17/08/2010

EM SERRA TALHADA AS MOTOS JÁ SOMAM A MAIOR FROTA DO SERÃO PERNAMBUCANO E QUASE APOSENTAM JEGUES

Em vez de quatro patas, duas rodas. Já chamado de "volkswagen do sertanejo", o jumento começa a dividir a paisagem do semiárido com o colorido reluzente das motos que levantam a poeira no meio da caatinga

São tantas que já superam até o número de automóveis no agreste e nos sertões: 23.221 motocicletas foram licenciadas pelo Detran no primeiro semestre deste ano contra 12.502 carros naquelas regiões, a grande maioria destes concentrada em áreas urbanas. Em Serra Talhada (PE), a 418 quilômetros de Recife, elas já somam 10.739, para uma população de 85 mil habitantes. Isso sem falar nas menores, conhecidas por "cinquentinhas", que não exigem documentação dos órgãos oficiais.

É a maior frota de motos do sertão pernambucano e a décima segunda do estado. No interior, elas vêm ocupando cada vez mais o espaço antes dominado pelos jegues. Resultado: sem serventia, os bichos começaram a se espalhar e viraram mais um problema de trânsito para o poder público. Eles penam pelas cidades e pelo asfalto das rodovias federais que cortam o semiárido. Não há estatísticas que comparem o antigo com o novo meio de transporte.
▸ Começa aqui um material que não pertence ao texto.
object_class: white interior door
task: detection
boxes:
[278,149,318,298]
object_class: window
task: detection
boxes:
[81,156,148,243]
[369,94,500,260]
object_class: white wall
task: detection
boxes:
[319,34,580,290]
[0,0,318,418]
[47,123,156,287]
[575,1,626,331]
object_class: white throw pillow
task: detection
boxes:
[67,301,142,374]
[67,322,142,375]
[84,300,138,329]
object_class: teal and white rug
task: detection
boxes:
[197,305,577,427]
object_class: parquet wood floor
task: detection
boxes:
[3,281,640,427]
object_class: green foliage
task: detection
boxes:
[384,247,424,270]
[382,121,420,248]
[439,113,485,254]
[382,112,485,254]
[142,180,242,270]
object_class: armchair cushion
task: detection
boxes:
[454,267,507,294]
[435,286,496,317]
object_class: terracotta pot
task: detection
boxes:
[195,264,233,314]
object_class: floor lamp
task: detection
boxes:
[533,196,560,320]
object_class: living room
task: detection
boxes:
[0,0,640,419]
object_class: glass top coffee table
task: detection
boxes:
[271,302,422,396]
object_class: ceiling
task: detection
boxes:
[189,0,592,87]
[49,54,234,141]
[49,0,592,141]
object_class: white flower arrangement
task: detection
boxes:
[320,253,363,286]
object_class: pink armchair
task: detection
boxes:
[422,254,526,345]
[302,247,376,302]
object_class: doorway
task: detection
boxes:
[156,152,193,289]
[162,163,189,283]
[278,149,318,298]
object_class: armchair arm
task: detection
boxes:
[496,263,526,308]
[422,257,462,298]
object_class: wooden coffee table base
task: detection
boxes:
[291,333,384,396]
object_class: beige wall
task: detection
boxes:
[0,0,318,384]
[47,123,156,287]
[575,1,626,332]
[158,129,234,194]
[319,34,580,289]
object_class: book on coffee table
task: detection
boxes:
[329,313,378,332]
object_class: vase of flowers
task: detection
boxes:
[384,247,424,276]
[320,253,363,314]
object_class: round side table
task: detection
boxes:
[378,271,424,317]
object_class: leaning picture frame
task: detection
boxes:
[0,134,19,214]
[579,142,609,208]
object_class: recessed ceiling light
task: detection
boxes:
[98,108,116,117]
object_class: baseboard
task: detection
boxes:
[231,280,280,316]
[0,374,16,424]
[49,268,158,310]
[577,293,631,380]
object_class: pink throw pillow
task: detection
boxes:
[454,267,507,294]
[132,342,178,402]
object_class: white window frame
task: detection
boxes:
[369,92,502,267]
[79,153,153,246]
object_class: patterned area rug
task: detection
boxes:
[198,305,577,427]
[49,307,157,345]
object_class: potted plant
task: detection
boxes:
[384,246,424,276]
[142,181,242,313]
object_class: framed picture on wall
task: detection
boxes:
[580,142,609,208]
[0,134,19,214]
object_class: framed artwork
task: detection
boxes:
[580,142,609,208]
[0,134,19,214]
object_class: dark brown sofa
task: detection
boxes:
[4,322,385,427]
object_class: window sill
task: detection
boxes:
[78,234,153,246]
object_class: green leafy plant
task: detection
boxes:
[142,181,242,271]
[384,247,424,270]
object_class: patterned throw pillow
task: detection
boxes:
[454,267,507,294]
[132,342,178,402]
Mas uma contagem feita pelo GLOBO, ao longo dos 256 quilômetros que separam o município de São Caetano (ainda no agreste) ao de Serra Talhada (no sertão), mostrou a prevalência das motos: 65 no percurso, contra 31 jumentos conduzidos nos acostamentos pelos donos. Outros 42 foram observados soltos ao longo da BR-232, oferecendo risco para os motoristas.Três outros mortos por acidente foram encontrados no mesmo caminho.

O problema está se agravando tanto que nos quadros da prefeitura de Serra Talhada já consta um cargo curioso entre os servidores do poder público: o de laçador. E ele é tão necessário hoje que, no próximo concurso da prefeitura para o preenchimento de 400 vagas, há seis para laçadores, aqueles peões que laçam o gado com a corda. No caso de Serra Talhada, laçam os jumentos.

"A lei exige concurso, e vamos fazê-lo. Não sei os critérios que a empresa encarregada usará para contratar os laçadores, que são homens do mato, normalmente analfabetos", diz o prefeito Carlos Evandro (PR), de Serra Talhada, onde as pessoas que não sabem ler na área rural ultrapassam 70% da população.

Natural da cidade, Evandro acompanhou a mudança no principal meio de transporte que, segundo ele, foi radical nos últimos cinco anos. "Jegue nessa terra antes era ouro de lei. Hoje tem de monte "bamburrando" (circulando em quantidade) por aí e ninguém quer, porque todo mundo só anda de moto. Por semana, 50 pessoas acidentadas."

A prefeitura tem outro motivo para preocupação: o excesso de motos circulando na cidade, das quais cerca de mil pertencem a mototaxistas, muitos clandestinos. Chefe da 6 Delegacia da 11 Superintendência da PRF - com jurisdição em dez municípios - o inspetor João Ernande de Bezerra está querendo contratar 25 guardas de trânsito para disciplinar os motociclistas que circulam na cidade. Da mesma forma que fez com os 150 carroceiros (puxados a cavalo ou jumento) que trabalham no Centro, carregando frete. Todos cadastrados na prefeitura.

"As carroças e os jumentos dão menos trabalho. Ninguém morre em acidente de carroça. Mas desastres com motos são diários. A quantidade de motos explodiu, mas falta fiscalização. Quando começar a doer (com multas) nos bolsos, os motoqueiros vão se disciplinar", diz Evandro.